Anticor, le chevalier blanc
L’ancien Président de la République fut condamné en 2011 à deux ans de prison avec sursis par le tribunal correctionnel de Paris, après avoir été reconnu coupable de «détournement de fonds publics» et «abus de confiance». Seule l’association Anticor tenta de se constituer partie civile. Puis en 2015, la consécration lui est venue directement du ministère de la Justice, alors dirigé par Christiane Taubira qui lui accorda l’agrément permettant à l’association d’exercer les droits reconnus à la partie civile. Avec Anticor, elles ne sont que trois en France à recevoir cet agrément avec Sherpa et Transparency international. Pour Jean-Christophe Picard, cet agrément délivré à la discrétion du pouvoir et renouvelable tous les trois ans, a été pour l’association d’un immense secours:
«Nous pouvons empêcher que certains dossiers politiques soient enterrés en nous constituant partie civile et en provoquant une instruction judiciaire devant un juge d’instruction, magistrat plus indépendant qu’un procureur de la République.»

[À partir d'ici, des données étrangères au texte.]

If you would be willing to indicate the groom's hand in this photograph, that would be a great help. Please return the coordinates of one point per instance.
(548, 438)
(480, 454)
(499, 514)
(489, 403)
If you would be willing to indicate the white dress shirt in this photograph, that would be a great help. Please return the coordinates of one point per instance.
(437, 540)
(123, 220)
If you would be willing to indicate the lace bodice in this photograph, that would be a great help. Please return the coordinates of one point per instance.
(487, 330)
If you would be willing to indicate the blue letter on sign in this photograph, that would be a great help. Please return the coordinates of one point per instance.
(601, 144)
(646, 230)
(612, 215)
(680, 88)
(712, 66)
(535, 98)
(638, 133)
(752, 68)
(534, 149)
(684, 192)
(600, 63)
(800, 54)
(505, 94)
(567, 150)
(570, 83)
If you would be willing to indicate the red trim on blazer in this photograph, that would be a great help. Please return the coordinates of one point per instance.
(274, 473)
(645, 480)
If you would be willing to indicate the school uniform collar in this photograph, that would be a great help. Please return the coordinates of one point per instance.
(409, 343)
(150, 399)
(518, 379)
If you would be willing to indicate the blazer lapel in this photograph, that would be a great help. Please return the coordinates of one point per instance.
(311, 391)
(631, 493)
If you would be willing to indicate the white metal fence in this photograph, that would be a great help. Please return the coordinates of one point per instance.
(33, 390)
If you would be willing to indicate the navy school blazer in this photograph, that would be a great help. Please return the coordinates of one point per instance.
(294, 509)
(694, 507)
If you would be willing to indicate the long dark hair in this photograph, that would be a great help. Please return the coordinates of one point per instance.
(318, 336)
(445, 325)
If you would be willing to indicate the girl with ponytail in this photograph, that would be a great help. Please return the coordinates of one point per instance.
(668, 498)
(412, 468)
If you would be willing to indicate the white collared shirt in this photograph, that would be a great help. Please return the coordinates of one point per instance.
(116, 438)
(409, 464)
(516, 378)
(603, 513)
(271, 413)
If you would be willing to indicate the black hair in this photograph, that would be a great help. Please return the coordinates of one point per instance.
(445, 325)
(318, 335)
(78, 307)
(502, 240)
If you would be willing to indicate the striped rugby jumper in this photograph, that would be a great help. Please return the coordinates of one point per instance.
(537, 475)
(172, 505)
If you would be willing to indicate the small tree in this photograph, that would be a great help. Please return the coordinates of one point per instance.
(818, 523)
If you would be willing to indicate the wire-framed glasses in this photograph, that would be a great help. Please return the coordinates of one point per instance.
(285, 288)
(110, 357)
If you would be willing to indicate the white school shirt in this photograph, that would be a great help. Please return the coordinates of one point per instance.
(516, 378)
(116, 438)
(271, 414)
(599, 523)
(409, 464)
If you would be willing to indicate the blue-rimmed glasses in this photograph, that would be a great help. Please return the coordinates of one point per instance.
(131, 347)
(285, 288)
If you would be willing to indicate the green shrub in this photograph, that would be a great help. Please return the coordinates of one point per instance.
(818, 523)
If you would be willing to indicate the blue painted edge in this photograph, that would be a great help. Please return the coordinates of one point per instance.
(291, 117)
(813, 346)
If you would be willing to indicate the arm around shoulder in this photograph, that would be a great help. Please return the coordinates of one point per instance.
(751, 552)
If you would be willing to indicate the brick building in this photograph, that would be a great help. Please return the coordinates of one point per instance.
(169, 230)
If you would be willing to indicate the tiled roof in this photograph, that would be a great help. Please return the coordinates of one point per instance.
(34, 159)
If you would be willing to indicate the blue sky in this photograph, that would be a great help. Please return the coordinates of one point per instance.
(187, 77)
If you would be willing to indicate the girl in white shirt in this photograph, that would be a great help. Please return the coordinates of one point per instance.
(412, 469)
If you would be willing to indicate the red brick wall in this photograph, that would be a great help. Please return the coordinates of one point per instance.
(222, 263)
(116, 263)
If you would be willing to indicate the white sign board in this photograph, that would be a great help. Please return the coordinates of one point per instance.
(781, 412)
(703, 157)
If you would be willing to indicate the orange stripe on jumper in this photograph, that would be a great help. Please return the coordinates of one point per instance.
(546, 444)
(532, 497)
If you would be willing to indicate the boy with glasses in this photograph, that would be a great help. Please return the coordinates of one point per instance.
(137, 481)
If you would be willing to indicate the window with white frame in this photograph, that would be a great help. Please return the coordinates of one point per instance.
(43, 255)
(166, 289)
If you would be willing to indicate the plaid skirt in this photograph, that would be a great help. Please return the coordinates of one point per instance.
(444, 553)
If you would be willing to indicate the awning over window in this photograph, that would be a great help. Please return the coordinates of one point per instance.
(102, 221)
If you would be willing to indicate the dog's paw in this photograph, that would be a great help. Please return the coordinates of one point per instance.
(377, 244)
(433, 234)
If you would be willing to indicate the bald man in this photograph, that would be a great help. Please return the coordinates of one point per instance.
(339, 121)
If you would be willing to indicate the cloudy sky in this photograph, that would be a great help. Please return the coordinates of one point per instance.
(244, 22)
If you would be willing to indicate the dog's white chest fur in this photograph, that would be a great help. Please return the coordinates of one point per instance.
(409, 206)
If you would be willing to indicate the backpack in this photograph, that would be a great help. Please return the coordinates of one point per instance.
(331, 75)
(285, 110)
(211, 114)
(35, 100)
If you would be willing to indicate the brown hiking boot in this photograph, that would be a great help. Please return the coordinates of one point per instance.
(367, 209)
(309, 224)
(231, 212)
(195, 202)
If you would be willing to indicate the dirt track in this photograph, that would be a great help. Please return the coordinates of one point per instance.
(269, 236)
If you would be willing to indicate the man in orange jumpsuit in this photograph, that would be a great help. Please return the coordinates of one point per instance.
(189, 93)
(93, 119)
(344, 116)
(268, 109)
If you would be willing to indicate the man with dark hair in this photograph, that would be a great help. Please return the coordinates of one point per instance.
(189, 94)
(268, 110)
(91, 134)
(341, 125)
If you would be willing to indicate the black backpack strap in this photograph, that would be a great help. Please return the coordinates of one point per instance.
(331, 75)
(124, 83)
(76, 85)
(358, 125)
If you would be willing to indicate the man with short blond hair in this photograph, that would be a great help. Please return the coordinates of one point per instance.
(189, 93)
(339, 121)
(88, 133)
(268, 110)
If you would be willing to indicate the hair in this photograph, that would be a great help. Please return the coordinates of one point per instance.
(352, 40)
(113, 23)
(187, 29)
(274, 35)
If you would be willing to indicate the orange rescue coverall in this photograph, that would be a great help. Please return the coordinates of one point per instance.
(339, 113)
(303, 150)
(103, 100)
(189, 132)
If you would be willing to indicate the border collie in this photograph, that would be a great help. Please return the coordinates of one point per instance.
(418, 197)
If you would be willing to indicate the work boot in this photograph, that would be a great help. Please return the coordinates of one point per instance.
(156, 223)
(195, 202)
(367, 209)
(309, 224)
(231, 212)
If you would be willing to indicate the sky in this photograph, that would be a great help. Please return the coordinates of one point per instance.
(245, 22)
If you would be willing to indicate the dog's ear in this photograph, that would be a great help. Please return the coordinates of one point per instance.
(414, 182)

Aujourd’hui, l’association est impliquée dans une centaine de cas au niveau national, notamment l’affaire des sondages de l’Élysée, qui cible les proches de Nicolas Sarkozy, l’affaire Alstom, l’affaire Kohler, l’affaire Richard Ferrand, l’affaire Benalla.
«Nouveau Monde» et lobbies
Avec l’élection d’Emmanuel Macron en 2017 avec des promesses de renouvellement de «l’Ancien Monde», Jean-Christophe Picard est reçu par le nouveau ministre de la Justice, François Bayrou, pour évoquer sa loi de la moralisation de la vie publique. Depuis, il a quitté le gouvernement, à cause de son implication dans une affaire d’emplois fictifs au Parlement européen, comme seize autres de ses collègues. Le 28 août 2018, coup de massue au gouvernement, l’un de ses ténors, Nicolas Hulot a démissionné en direct sur France Inter du ministère de l’Écologie. En cause? Les lobbies. Le représentant d’Anticor se rappelle des mots très forts employés par le militant écologiste:
«Qui gouverne? Qui a le pouvoir? Et on n’a pas encore répondu. Il posait la question en connaissant la réponse. Effectivement, ceux qui gouvernent et ceux qui ont le pouvoir, ce ne sont pas forcément ceux que l’on a élus. Les centres de décision, ce n’est pas forcément ceux que l’on croit, puisque vous savez que le mot lobbying vient du mot couloir, ça veut dire que les décisions se prennent dans les couloirs, c’est exactement le problème du lobbying. On ne sait pas qui influe sur qui, où les décisions sont prises, c’est un énorme problème au niveau européen, au niveau français. Il faut se rappeler que dans le programme du Président Macron, il s’était engagé à encadrer le lobbying, ce qui pour l’instant n’a pas été fait.»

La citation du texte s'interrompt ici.